As many look around for attractive bargains in the markets, investors may want to consider Japan exchange traded funds to diversify a portfolio.
According to Citigroup Inc., Japanese markets may be a buying opportunity after the recent slide, even as a potential trade deal with the U.S. was overshadowed by broader uncertainties, Bloomberg reports.
Among the better performing non-leveraged ETFs of Monday, the WisdomTree Japan Hedged Equity Fund (DXJ ), iShares Currency Hedged MSCI Japan ETF (HEWJ ) and Deutsche X-trackers MSCI Japan Hedged Equity ETF (DBJP ) all gained 2.3%.
The weaker yen also helped the currency-hedged ETF strategies outperform, with the Invesco CurrencyShares Japanese Yen Trust (FXY ) down 0.7% as the yen currency depreciated to JPY106.14 against the U.S. dollar.
Currency hedged ETF strategies
Currency hedged ETF strategies included currency swaps to diminish the negative effects of the weaker local currency.

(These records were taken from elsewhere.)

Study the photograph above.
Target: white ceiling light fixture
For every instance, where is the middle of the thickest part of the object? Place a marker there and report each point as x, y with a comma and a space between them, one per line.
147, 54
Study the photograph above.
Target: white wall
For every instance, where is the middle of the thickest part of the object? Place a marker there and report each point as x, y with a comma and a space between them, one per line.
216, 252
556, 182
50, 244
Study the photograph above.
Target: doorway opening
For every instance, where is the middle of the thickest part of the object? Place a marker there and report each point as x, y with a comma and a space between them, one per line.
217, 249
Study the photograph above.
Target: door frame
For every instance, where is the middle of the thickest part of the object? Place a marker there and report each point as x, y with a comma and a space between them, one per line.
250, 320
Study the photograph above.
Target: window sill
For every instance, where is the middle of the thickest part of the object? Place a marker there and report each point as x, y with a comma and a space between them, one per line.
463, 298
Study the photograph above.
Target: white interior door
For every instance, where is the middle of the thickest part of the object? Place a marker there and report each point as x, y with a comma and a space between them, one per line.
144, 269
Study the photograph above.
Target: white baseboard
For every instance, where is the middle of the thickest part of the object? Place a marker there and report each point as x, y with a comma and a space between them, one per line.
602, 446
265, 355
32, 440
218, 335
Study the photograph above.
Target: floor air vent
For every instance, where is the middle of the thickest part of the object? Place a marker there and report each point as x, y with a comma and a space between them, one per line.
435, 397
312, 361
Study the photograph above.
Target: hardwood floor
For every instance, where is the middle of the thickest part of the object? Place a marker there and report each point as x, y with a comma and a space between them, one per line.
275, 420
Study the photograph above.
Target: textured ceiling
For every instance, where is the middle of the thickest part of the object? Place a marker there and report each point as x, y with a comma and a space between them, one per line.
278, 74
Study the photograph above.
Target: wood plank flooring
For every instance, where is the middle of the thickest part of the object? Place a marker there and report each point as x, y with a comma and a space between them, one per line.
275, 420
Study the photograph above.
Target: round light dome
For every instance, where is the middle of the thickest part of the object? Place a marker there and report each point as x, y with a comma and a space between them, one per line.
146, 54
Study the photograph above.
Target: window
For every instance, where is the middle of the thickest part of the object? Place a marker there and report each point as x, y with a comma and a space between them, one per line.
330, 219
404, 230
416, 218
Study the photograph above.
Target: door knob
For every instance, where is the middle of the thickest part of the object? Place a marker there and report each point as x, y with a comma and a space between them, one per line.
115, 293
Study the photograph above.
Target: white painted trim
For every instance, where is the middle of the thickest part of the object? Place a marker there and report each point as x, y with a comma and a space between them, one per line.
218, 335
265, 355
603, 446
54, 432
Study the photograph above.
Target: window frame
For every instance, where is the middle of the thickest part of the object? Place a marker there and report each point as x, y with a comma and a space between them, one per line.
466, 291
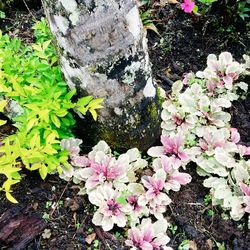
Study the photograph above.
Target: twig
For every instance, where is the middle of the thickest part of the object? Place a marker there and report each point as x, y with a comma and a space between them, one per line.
26, 5
54, 209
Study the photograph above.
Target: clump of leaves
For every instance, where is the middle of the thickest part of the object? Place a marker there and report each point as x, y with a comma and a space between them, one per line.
34, 95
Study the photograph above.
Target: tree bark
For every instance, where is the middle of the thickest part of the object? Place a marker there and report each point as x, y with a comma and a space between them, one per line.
103, 53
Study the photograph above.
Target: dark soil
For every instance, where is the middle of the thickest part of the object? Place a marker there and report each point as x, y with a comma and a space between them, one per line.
182, 47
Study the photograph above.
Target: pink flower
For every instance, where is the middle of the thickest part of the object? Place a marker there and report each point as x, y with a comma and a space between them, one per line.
109, 211
243, 150
133, 202
246, 190
102, 168
235, 136
187, 6
79, 161
154, 186
148, 235
174, 145
174, 178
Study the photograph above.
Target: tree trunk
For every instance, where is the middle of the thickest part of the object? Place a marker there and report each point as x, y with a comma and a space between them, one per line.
103, 53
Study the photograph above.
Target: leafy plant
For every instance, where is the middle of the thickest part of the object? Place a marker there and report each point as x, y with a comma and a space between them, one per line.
34, 95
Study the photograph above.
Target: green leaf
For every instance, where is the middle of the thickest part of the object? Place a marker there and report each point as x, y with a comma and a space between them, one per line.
55, 120
93, 113
2, 122
43, 171
122, 200
11, 198
84, 101
3, 103
31, 123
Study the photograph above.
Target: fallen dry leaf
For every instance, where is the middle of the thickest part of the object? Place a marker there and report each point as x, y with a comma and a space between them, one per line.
89, 239
210, 243
72, 204
46, 234
192, 245
35, 205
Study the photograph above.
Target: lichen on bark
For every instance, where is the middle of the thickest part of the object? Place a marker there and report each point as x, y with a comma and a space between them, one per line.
103, 53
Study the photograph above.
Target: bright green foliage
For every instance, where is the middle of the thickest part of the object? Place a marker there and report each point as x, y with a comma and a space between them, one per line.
30, 76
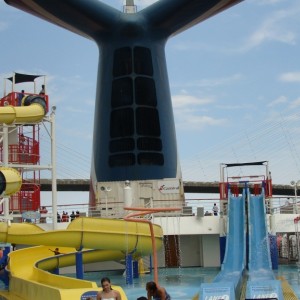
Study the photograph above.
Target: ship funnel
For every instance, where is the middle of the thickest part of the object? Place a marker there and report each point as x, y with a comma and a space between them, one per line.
129, 7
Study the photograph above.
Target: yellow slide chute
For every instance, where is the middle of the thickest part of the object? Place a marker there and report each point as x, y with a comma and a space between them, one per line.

Citigroup strategist Tomochika Kitaoka pointed out that the Japanese markets may follow a similar trend as with other recent pullbacks. Since 2017, the Topix has dipped around 3% after U.S. tariff scares while the yen strengthened about 1 yen per dollar before markets stabilized two to three weeks later. The yen would then surge to a three-year high before paring gains.
“We expect a modest rebound in autumn as negative catalysts are exhausted and net selling tapers off,” Kitaoka said in a note. “Now is a good opportunity to increase exposure to undervalued stocks with specific catalysts such as share buybacks, as typified by autos and transport equipment given the likelihood of a favorable outcome for U.S.-Japan trade talks.”
The U.S. and Japan have agreed on a trade deal where Japan would cut tariffs on U.S. beef, pork and other agricultural products but continue to face levies on its own auto imports. Japanese officials may consider this a good outcome if their automakers will be protected from further painful tariffs.